This work addresses the limitation of existing evaluation metrics for post-hoc explanations of graph neural networks (GNNs), which struggle to assess whether explanations capture true causal mechanisms. To this end, the authors propose the Explanation-Generalization Score (EGS), a novel framework that leverages out-of-distribution (OOD) generalization as a proxy for causal validity. Specifically, EGS trains a GNN solely on the identified explanatory subgraph and evaluates its predictive stability under OOD shifts, thereby establishing a new paradigm for explanation quality grounded in feature invariance. Empirical results demonstrate that EGS effectively discriminates among explainers based on their ability to recover causal substructures, significantly outperforming conventional fidelity-based metrics on both synthetic and real-world datasets.

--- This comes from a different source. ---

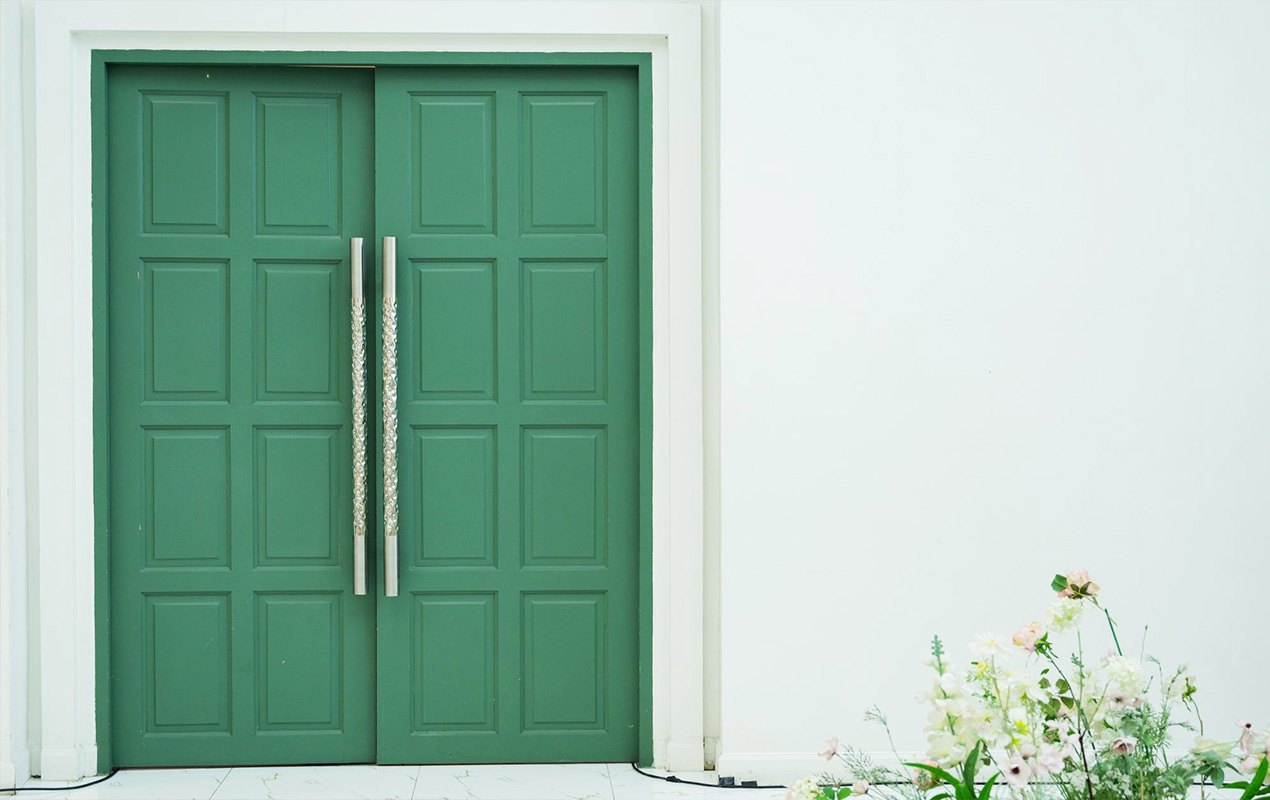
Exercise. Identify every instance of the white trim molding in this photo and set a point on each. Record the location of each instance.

Evaluating the quality of post-hoc explanations for Graph Neural Networks (GNNs) remains a significant challenge. While recent years have seen an increasing development of explainability methods, current evaluation metrics (e.g., fidelity, sparsity) often fail to assess whether an explanation identifies the true underlying causal variables. To address this, we propose the Explanation-Generalization Score (EGS), a metric that quantifies the causal relevance of GNN explanations. EGS is founded on the principle of feature invariance and posits that if an explanation captures true causal drivers, it should lead to stable predictions across distribution shifts. To quantify this, we introduce a framework that trains GNNs using explanatory subgraphs and evaluates their performance in Out-of-Distribution (OOD) settings (here, OOD generalization serves as a rigorous proxy for the explanation's causal validity). Through large-scale validation involving 11,200 model combinations across synthetic and real-world datasets, our results demonstrate that EGS provides a principled benchmark for ranking explainers based on their ability to capture causal substructures, offering a robust alternative to traditional fidelity-based metrics.